Closed amoeba closed 6 years ago
thanks @amoeba see also https://github.com/ropensci/rnoaa/issues/259
There's lots of data that we're pulling in in this pkg, so we aren't doing data transformations for the user, but rather trying to get the data.
for the variable TAVG
we need to divide the values by 10 since it's in tenths of degrees C.
Do you think it's a good idea to do these data conversions for users? many or most for GHCND are here ftp://ftp.ncdc.noaa.gov/pub/data/ghcn/daily/readme.txt - Either way, we should definitely document better what conversions are or are not being done and where to find info on how to convert (which is not always easy to find)
Ah, sorry for the dupe.
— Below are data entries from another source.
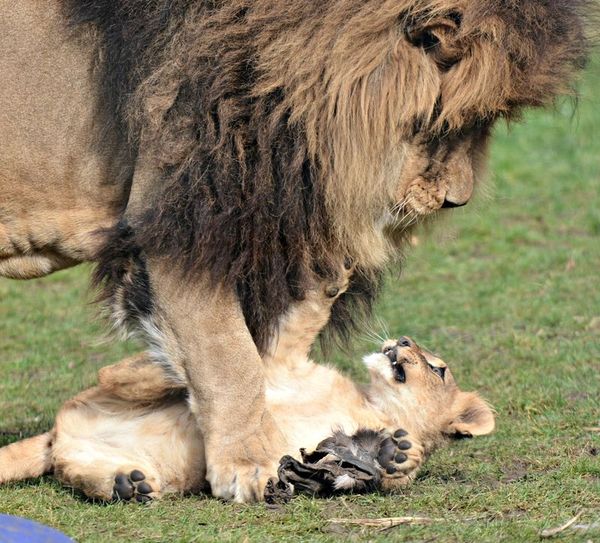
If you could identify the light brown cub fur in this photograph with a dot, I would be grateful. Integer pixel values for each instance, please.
(137, 423)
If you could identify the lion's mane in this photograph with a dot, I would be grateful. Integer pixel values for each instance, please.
(277, 124)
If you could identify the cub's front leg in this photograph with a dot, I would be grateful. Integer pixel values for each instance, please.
(399, 458)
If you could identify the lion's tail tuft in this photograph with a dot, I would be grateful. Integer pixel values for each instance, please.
(26, 458)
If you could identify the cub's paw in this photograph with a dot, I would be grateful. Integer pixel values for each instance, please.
(399, 456)
(134, 486)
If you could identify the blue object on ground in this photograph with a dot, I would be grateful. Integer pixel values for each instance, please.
(22, 530)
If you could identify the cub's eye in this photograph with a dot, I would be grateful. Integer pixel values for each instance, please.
(438, 371)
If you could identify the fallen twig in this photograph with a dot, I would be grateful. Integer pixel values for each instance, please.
(551, 532)
(385, 523)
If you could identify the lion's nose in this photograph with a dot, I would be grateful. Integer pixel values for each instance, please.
(405, 342)
(448, 204)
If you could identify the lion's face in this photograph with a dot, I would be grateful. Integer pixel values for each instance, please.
(397, 98)
(417, 385)
(438, 173)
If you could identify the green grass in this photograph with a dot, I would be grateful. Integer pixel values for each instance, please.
(507, 290)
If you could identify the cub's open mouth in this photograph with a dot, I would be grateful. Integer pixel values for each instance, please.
(399, 373)
(397, 365)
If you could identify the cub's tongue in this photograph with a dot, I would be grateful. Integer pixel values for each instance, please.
(399, 373)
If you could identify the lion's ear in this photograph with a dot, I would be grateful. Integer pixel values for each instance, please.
(472, 416)
(438, 36)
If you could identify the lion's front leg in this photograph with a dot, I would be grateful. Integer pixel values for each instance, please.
(204, 339)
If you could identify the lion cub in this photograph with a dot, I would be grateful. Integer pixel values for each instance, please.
(133, 437)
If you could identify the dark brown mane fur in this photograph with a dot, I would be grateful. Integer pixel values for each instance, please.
(271, 122)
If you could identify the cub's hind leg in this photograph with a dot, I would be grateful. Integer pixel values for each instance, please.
(111, 448)
(103, 466)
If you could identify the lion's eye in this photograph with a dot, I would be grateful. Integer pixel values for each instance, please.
(438, 371)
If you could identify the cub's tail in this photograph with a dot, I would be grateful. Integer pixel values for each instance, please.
(26, 458)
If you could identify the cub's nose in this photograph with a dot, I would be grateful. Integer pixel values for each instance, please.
(390, 352)
(405, 342)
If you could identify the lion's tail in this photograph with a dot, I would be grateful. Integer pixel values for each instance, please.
(26, 458)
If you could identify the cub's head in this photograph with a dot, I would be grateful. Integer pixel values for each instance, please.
(417, 389)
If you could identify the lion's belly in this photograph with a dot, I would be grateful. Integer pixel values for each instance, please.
(58, 182)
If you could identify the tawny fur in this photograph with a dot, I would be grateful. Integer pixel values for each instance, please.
(138, 420)
(219, 158)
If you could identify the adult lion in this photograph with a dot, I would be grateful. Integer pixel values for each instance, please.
(247, 149)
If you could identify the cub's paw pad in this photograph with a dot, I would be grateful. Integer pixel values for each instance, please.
(132, 486)
(394, 453)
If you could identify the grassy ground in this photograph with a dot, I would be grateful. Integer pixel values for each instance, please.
(507, 291)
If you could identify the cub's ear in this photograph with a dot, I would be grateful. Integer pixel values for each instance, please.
(438, 36)
(472, 416)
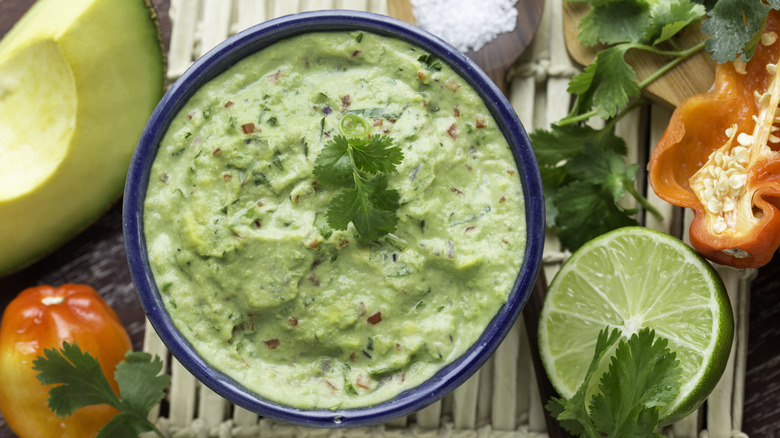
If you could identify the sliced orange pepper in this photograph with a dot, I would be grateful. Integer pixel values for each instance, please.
(41, 318)
(719, 156)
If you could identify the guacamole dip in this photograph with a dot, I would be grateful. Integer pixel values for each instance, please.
(242, 251)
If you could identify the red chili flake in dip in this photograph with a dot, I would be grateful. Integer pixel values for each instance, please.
(375, 318)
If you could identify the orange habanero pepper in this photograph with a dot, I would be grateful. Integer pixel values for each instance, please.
(41, 318)
(720, 156)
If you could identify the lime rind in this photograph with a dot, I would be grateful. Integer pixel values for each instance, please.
(662, 284)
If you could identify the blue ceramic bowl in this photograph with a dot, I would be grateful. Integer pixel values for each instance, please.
(221, 58)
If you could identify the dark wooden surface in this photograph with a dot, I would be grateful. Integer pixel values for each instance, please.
(96, 257)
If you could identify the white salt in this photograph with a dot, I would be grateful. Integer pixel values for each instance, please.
(466, 24)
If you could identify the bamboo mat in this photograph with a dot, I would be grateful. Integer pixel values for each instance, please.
(501, 399)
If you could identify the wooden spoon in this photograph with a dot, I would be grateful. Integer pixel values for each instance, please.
(693, 76)
(497, 56)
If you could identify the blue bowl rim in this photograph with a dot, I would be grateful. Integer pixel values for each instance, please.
(218, 60)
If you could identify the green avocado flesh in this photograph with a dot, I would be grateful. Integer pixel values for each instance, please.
(240, 246)
(78, 80)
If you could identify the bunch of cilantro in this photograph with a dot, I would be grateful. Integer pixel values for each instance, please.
(584, 172)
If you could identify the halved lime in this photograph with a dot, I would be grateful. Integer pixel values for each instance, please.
(633, 278)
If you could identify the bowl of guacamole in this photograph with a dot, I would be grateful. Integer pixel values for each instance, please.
(333, 219)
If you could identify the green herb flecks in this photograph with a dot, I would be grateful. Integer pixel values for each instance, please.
(643, 376)
(82, 383)
(361, 166)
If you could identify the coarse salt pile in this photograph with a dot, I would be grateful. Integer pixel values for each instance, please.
(466, 24)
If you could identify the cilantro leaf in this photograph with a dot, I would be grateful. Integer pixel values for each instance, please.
(735, 28)
(572, 413)
(376, 155)
(607, 170)
(361, 164)
(141, 367)
(123, 426)
(669, 18)
(606, 84)
(643, 375)
(81, 378)
(334, 163)
(370, 206)
(430, 62)
(82, 383)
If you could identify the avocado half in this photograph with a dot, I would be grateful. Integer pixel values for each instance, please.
(78, 82)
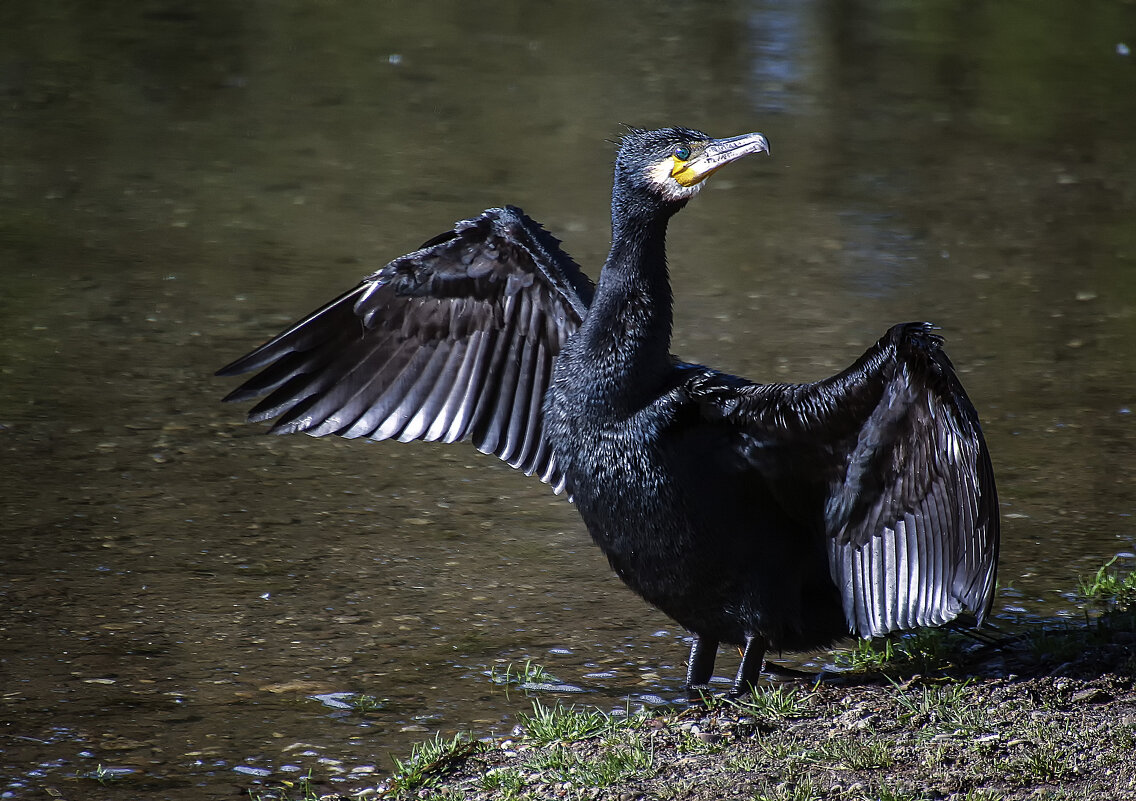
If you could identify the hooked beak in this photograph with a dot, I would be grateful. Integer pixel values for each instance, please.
(716, 155)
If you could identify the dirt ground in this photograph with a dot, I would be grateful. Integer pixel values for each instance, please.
(1051, 715)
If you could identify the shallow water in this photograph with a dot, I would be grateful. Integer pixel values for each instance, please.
(184, 597)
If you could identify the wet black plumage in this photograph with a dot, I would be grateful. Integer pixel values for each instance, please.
(770, 516)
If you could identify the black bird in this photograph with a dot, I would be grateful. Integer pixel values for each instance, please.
(769, 516)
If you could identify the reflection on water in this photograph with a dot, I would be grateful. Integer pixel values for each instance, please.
(183, 597)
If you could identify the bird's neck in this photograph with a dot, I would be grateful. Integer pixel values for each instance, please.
(625, 339)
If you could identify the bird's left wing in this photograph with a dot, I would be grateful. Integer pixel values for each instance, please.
(456, 340)
(888, 461)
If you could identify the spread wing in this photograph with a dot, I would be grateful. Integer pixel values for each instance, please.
(453, 341)
(892, 452)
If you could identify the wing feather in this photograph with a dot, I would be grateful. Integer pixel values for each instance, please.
(453, 341)
(894, 448)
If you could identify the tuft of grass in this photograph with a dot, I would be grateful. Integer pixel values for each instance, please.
(506, 784)
(867, 655)
(925, 650)
(852, 754)
(775, 703)
(1108, 590)
(566, 724)
(629, 758)
(524, 676)
(301, 790)
(427, 760)
(790, 791)
(937, 710)
(1044, 762)
(367, 703)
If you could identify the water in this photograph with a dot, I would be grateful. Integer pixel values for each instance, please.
(184, 599)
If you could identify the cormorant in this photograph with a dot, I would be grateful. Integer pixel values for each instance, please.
(769, 516)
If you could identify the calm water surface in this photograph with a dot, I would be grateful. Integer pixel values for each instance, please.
(183, 598)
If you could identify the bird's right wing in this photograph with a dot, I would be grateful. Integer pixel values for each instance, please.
(888, 461)
(453, 341)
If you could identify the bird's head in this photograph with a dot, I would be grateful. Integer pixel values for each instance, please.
(673, 163)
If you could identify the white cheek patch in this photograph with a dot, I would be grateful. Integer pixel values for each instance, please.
(660, 176)
(660, 173)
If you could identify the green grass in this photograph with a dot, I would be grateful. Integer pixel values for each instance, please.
(926, 650)
(427, 760)
(524, 676)
(937, 710)
(788, 791)
(507, 784)
(367, 703)
(616, 762)
(1109, 590)
(566, 724)
(775, 703)
(853, 754)
(301, 790)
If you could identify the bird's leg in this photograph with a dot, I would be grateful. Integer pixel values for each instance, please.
(701, 665)
(753, 660)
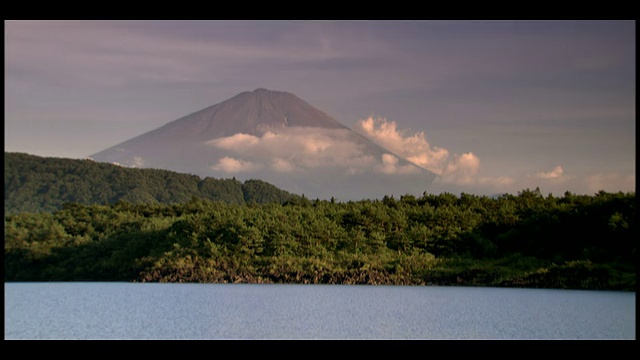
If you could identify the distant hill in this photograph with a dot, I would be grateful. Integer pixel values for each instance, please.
(277, 137)
(40, 184)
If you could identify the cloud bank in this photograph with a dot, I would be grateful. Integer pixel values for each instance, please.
(457, 169)
(301, 148)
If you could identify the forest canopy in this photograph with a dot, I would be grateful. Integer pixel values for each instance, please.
(524, 240)
(36, 184)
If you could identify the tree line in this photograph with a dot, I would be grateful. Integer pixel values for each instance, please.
(35, 184)
(523, 240)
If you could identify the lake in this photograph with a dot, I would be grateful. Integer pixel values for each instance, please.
(324, 312)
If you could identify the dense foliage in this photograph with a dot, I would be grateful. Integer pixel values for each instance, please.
(34, 184)
(527, 240)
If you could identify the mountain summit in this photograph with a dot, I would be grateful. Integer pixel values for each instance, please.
(276, 137)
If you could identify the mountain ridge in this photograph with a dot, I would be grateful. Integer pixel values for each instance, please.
(277, 137)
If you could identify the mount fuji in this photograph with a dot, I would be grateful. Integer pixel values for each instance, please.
(276, 137)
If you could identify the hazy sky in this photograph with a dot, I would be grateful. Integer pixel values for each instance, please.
(493, 106)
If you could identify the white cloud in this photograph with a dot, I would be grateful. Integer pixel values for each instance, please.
(497, 182)
(389, 165)
(459, 169)
(556, 173)
(610, 182)
(231, 165)
(137, 162)
(299, 148)
(414, 148)
(462, 169)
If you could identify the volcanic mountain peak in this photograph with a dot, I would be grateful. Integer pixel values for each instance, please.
(264, 134)
(250, 112)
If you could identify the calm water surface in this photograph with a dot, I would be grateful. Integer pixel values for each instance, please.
(243, 311)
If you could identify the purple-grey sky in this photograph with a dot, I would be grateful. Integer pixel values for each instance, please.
(492, 106)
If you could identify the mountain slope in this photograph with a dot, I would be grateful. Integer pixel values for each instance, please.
(276, 137)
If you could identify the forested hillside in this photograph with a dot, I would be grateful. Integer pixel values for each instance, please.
(35, 184)
(525, 240)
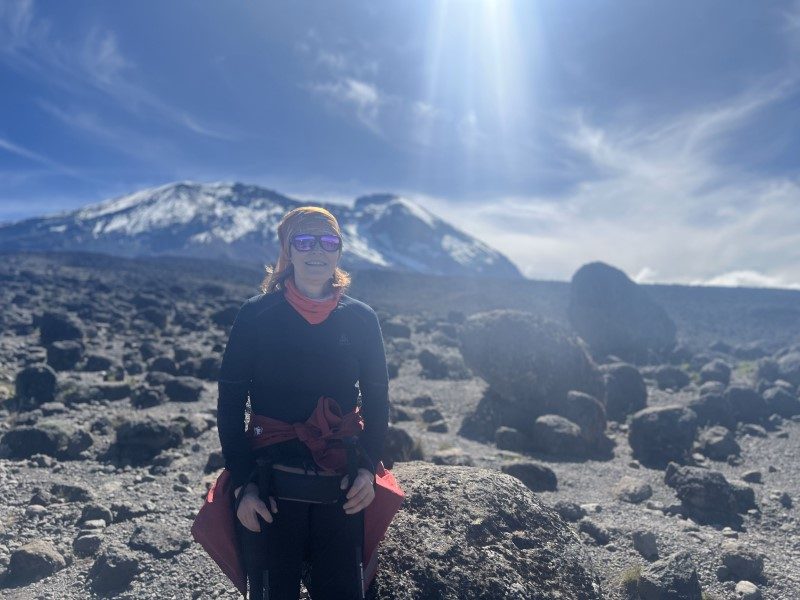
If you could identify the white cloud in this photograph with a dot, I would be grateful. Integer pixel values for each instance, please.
(662, 209)
(94, 64)
(361, 98)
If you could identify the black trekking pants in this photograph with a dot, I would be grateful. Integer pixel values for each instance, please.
(322, 535)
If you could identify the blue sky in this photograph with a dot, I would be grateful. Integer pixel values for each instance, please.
(659, 137)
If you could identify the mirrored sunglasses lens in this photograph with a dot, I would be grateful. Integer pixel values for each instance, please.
(330, 243)
(304, 243)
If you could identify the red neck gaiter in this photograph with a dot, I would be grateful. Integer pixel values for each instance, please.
(313, 311)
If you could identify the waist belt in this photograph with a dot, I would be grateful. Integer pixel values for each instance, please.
(319, 489)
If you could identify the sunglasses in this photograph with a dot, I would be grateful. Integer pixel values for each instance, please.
(306, 242)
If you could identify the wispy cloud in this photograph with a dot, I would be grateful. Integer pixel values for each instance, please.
(96, 64)
(31, 155)
(661, 207)
(361, 98)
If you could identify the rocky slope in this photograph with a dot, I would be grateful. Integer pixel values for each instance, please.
(94, 507)
(239, 222)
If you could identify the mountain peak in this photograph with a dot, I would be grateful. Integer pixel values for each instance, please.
(239, 221)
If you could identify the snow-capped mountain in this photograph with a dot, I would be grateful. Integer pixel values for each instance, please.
(239, 222)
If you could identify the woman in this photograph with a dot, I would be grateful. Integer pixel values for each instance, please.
(298, 350)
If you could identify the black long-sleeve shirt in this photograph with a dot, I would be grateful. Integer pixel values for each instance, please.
(285, 364)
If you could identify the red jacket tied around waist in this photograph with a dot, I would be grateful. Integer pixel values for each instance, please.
(326, 424)
(215, 527)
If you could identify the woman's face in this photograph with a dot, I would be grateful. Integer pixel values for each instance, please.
(323, 264)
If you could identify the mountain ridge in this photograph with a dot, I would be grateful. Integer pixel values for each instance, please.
(238, 221)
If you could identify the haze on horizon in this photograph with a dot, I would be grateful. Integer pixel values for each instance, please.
(662, 139)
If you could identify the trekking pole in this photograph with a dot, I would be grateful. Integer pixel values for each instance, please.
(358, 523)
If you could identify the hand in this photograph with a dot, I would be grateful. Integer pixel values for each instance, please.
(361, 494)
(251, 506)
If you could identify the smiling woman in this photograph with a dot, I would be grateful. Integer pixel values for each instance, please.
(308, 466)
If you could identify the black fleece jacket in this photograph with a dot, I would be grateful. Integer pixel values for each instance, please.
(285, 364)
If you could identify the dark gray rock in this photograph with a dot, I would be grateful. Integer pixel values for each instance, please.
(644, 542)
(742, 561)
(398, 446)
(594, 530)
(781, 402)
(530, 364)
(451, 517)
(717, 443)
(64, 355)
(162, 364)
(569, 511)
(669, 377)
(553, 434)
(34, 561)
(616, 316)
(184, 389)
(713, 409)
(140, 439)
(55, 326)
(536, 476)
(625, 390)
(159, 540)
(35, 384)
(587, 413)
(508, 438)
(661, 434)
(716, 370)
(705, 494)
(789, 368)
(671, 578)
(113, 570)
(632, 490)
(747, 404)
(454, 457)
(97, 362)
(87, 544)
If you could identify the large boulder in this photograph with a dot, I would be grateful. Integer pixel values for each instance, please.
(747, 405)
(53, 437)
(55, 326)
(140, 439)
(625, 390)
(781, 402)
(464, 532)
(530, 364)
(713, 408)
(34, 561)
(556, 435)
(35, 385)
(671, 578)
(789, 368)
(660, 434)
(616, 316)
(706, 495)
(717, 443)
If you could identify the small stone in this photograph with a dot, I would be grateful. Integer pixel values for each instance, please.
(594, 530)
(644, 542)
(438, 427)
(34, 561)
(632, 490)
(746, 590)
(752, 476)
(87, 544)
(94, 524)
(730, 533)
(35, 511)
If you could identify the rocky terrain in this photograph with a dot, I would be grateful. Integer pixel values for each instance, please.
(552, 444)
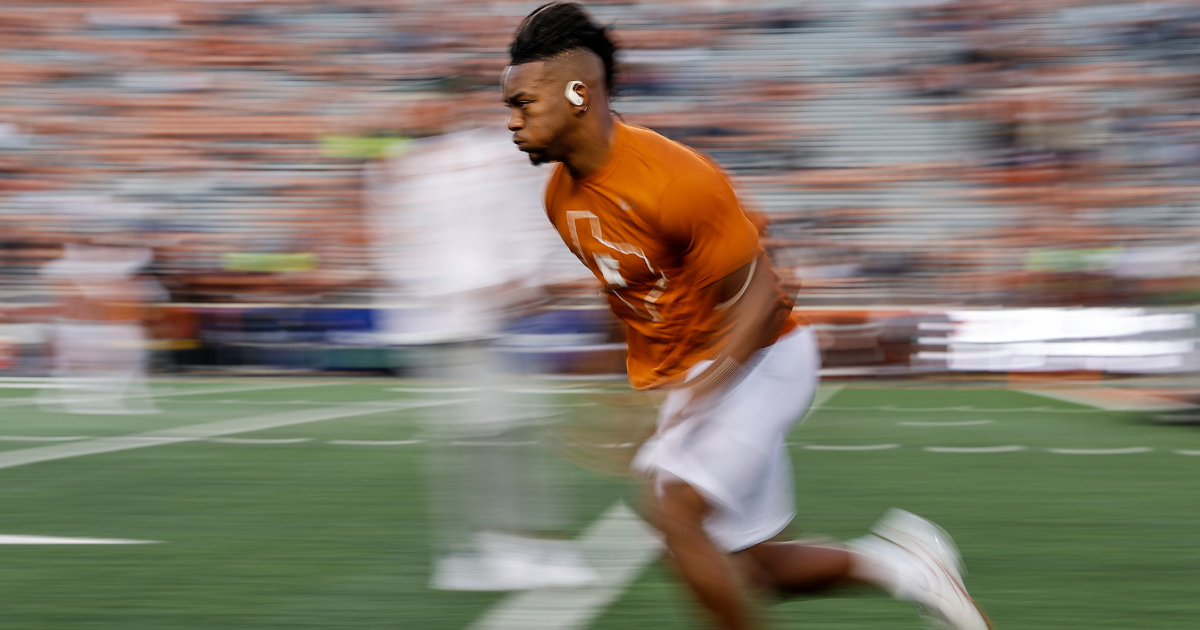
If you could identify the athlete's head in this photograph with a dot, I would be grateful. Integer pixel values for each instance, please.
(559, 78)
Search failed me.
Do you think it's a good idea to do these data conversions for users?
This is the perennial problem with (tabular) data isn't it: Divorcing the data from the metadata, esp. units? Some folks are playing around a bit with this in https://github.com/ropensci/EML (this being not losing units information on tabular data).
The core issue I had as a user of the package was that the NOAA API doesn't document any of this or provide it over the API to a client such as rnoaa. I searched around the API documentation and didn't find the confirmation of my hunch about the tenths of a degree. My programmer brain says "stick to the API" and my researcher brain says "don't help the user shoot themselves in the foot" (which is also a programmer brain thing).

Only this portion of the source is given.